## Wrangle report for tweet archive of Twitter user @dog_rates data
Author: Jem Chang  
Date: 11Mar2019  
Purpose: document data wrangling process including gathering, assessing, and cleaning data  

## Table of Contents
<ul>
<li><a href="#env">Environment and tools</a></li>
<li><a href="#gather">Data Gathering</a></li>
<li><a href="#assess">Data Assessing and Cleaning</a></li>
<li><a href="#summary">Summary</a></li>
</ul>

<a id='env'></a>
#### Environment and Tools
The data wrangling process is peformed in the Jupyter Notebook with Python 3.7. The libraries used in this project are pandas, requests, tweepy, json, re, default_timer, matplotlib.pyplot, seaborn, and scipy.stats. %matplotlib inline is added for direct outputs in the notebook. pd.options.display.max_colwidth = 600 is set for avoiding text collapes.  

<a id='gather'></a>
#### Data Gathering  
The datasets for this projects are from the tweet archive of Twitter user @dog_rates (WeRateDogs).    

1. Enhanced Twitter Archive: contains tweet data for all 5000+. Only 2356 records have ratings.   
File name: twitter-archive-enhanced  
Format: csv  
Source: directly download from Udacity website.  

2. Image Predictions File: the output from neural network   
File name: image-predictions  
Format: tsv  
Source: get the data from url = 'https://d17h27t6h515a5.cloudfront.net/topher/2017/August/599fd2ad_image-predictions/image-predictions.tsv'    

| Variable Name  | Definition                                                                                  |
|----------------|---------------------------------------------------------------------------------------------|
| tweet_id       | the last part of the tweet URL after "status/"                                              |
| p1             | the algorithm's #1 prediction for the image in the tweet                                    |
| p1_conf        | how confident the algorithm is in its #1 prediction                                         |
| p1_dog         | whether or not the #1 prediction is a breed of dog                                          |
| p2             | the algorithm's #2 prediction for the image in the tweet                                    |
| p2_conf        | how confident the algorithm is in its #2 prediction                                         |
| p2_dog         | whether or not the #2 prediction is a breed of dog                                          |
| p3             | the algorithm's #3 prediction for the image in the tweet                                    |
| p3_conf        | how confident the algorithm is in its #3 prediction                                         |
| p3_dog         | whether or not the #3 prediction is a breed of dog                                          |

3. Additional Data via the Twitter API  
File name: tweet_json  
Format: txt  
Source: connect Twitter API to download json format text file and use pandas to read into the notebook.  

<a id='assess'></a>
#### Data Assessing and Cleaning
##### Quality
`Enhanced Twitter Archive` table:  
1. The column, text, includes url: the rating, name, and stage might be not all correct, so removing urls is easier for the future cleaning.  
2. The ratings are not all correct: some of ratings are only extracted the decimals instead of the full numbers. I clean numerators and denomiators separatly and set up the cutoffs to filter bigger numbers. And I visually review them and find the logic that causes the incorrect extraction.  
3. The denominator of the ratings should not be 0: originally, there are some 0 denominators in the dataset but after correcting rating, the 0's all gone.  
4. Timestamp is datetime instead of string and the timestamp later than August 1st, 2017 should be removed because there is no image prediction output after the date. 
5. This table should only keep original ratings that have images for the future analysis.
6. Dog stages (doggo, floofer, pupper, puppo) might be not all correct. After checking the stages, they are all extracted correctly from the text.
7. The names are not all correct: I only fix one issue by using IG account as a name if name is missing or is extracted incorrectly. I don't think it will influence the future analysis so I leave others as is. 

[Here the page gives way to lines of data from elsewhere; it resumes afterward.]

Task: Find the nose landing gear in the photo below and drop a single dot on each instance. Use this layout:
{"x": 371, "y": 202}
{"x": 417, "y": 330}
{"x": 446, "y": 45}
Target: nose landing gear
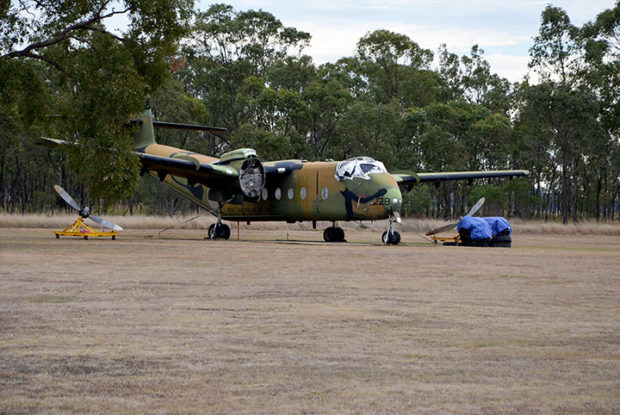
{"x": 334, "y": 234}
{"x": 391, "y": 237}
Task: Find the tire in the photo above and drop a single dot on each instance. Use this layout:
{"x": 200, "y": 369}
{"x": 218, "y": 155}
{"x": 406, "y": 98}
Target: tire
{"x": 329, "y": 234}
{"x": 216, "y": 232}
{"x": 340, "y": 235}
{"x": 388, "y": 239}
{"x": 225, "y": 232}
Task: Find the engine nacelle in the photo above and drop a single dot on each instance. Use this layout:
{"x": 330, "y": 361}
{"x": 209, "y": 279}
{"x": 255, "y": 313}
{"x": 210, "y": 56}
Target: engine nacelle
{"x": 252, "y": 178}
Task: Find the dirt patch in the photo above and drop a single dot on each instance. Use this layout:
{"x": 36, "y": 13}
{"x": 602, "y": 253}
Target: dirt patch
{"x": 262, "y": 325}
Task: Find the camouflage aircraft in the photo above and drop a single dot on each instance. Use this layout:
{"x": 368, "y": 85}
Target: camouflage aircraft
{"x": 238, "y": 186}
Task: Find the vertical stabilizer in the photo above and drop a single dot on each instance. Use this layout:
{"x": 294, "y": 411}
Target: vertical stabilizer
{"x": 145, "y": 135}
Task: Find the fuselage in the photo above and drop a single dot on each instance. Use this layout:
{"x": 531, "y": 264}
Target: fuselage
{"x": 355, "y": 189}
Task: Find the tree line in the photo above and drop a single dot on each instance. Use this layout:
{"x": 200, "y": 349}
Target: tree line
{"x": 64, "y": 73}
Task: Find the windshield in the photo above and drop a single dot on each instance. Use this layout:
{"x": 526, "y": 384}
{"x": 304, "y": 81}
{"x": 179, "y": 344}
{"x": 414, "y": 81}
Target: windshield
{"x": 359, "y": 167}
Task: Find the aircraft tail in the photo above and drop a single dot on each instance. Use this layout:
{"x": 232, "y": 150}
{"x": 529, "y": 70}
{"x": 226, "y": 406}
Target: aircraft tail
{"x": 145, "y": 135}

`Additional Data via the Twitter API` table:  
8. id should be renamed as tweet_id to be consistent with other ids from different tables for the future joining/merging with other datasets.

##### Tidiness  
Based on tidy data rules: https://cran.r-project.org/web/packages/tidyr/vignettes/tidy-data.html  

`Enhanced Twitter Archive` table: column headers are values, not variable names 
1. All the dog stages (doggo, floofer, pupper, puppo) should be transposed into one column, dog_stage. If there are more than one stages, the stages will be concatenated and separated by one space.  

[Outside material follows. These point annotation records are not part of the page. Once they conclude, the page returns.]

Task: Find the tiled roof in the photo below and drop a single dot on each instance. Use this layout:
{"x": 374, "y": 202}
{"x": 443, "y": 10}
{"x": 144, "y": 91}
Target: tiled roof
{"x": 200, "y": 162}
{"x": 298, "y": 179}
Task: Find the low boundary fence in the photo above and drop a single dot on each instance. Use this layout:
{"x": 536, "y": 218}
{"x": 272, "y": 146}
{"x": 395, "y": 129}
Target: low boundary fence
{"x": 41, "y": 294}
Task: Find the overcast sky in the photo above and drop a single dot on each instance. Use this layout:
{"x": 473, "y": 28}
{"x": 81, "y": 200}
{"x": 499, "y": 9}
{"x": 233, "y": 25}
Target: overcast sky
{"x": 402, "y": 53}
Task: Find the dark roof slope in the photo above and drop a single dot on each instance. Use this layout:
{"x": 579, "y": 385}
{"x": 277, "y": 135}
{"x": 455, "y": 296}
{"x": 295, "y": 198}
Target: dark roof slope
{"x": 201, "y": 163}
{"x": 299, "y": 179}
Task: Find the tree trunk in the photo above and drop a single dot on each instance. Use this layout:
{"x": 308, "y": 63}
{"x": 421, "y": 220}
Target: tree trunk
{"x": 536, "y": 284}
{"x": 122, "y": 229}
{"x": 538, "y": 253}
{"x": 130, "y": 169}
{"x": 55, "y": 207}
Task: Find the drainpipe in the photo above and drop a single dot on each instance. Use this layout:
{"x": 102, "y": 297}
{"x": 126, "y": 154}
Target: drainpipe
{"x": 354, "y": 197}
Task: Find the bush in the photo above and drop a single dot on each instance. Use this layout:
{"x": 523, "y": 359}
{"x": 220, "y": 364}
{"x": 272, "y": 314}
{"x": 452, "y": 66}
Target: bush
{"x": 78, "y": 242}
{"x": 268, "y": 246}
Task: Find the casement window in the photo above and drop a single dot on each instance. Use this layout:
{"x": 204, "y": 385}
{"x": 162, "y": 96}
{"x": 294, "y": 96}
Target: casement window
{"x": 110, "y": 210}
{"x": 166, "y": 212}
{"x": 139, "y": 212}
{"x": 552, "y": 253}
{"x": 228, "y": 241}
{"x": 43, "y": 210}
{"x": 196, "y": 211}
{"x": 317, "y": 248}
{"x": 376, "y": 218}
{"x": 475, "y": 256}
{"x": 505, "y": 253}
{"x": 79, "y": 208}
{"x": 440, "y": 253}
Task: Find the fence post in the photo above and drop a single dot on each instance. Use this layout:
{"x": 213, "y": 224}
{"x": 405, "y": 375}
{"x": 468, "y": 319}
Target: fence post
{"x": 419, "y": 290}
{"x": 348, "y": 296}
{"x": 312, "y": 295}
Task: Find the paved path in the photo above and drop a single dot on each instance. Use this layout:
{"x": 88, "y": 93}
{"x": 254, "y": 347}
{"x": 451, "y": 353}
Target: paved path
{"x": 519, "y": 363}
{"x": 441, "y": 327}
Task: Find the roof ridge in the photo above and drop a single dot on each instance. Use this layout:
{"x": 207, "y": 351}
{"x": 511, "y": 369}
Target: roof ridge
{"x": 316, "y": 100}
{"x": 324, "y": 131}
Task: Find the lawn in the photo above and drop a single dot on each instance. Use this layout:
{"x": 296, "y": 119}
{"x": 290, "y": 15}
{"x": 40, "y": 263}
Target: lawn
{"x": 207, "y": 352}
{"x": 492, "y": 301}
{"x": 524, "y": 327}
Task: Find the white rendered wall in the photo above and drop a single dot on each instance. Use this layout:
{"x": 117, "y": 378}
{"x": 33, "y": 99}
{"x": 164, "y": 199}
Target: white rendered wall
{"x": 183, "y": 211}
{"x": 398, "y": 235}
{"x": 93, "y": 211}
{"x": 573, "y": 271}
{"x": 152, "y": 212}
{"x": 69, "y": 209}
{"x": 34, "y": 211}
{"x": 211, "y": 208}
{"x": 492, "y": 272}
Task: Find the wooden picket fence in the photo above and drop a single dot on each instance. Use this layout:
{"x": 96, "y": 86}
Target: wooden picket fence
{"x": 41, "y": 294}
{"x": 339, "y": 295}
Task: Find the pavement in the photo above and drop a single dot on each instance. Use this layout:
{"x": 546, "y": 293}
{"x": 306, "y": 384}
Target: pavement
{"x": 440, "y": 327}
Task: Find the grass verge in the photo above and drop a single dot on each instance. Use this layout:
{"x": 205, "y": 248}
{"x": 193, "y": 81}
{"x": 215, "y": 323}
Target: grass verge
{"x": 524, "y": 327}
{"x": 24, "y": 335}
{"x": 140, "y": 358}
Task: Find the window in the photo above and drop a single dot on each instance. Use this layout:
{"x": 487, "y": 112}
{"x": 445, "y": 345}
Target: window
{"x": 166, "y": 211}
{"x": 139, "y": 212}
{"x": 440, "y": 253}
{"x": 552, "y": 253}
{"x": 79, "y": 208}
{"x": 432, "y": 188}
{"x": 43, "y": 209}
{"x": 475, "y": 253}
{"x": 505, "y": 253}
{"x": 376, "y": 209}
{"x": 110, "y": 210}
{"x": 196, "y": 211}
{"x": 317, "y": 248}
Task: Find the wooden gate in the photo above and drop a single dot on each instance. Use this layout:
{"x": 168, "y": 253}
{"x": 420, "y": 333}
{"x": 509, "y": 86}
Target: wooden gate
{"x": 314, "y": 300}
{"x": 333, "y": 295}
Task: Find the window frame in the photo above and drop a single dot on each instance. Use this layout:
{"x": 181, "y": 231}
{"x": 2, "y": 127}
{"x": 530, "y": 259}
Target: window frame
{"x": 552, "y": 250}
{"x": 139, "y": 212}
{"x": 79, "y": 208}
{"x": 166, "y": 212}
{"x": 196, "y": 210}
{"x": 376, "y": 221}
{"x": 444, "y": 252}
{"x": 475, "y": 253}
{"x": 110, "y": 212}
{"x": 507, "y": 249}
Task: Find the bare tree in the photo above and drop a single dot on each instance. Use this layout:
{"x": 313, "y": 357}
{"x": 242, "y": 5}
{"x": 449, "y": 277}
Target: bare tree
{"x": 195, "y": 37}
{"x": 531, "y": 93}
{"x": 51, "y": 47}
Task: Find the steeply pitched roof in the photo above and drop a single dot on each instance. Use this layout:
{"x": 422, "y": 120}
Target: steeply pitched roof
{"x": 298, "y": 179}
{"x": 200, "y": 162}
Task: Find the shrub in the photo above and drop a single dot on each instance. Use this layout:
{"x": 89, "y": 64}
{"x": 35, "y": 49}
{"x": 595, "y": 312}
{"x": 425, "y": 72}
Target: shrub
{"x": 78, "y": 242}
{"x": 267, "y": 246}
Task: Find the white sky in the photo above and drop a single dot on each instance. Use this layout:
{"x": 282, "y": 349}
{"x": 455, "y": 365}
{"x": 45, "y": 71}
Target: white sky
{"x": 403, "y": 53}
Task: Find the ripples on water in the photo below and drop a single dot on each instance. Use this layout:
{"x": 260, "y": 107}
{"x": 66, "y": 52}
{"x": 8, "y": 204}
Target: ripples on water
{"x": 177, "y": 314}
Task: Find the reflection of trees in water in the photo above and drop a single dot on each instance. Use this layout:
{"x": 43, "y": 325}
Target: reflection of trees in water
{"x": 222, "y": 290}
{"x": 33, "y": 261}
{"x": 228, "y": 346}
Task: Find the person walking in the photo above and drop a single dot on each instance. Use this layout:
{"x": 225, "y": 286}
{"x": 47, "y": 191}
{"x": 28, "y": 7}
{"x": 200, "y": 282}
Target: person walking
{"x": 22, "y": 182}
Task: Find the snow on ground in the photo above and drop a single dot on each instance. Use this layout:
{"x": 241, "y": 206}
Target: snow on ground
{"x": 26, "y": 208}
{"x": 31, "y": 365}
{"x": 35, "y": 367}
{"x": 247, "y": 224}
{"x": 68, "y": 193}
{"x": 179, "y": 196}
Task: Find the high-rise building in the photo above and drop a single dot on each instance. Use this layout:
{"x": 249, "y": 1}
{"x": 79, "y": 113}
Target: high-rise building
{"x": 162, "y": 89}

`Image Predictions File` table: column headers are values, not variable names  
2. All p1, p2, p3, p1_cof, p2_cof, p3_cof, p1_dog, p2_dog, and p3_dog should be transposed into p, p_conf, p_dog. 
Note: after tidying image prediction table, I do not merge back to tweeter archive file because it will cause that the observations of tweeter archive files increase three times. I only merge them when I perform the analysis instead of the storing data stage.

<a id='summary'></a>
#### Summary  
The most challenging part of the wrangling process is extracting useful information from each tweet. Regular expression is heavily used in this process. After data wrangling, the datasets are ready for analysis and modeling.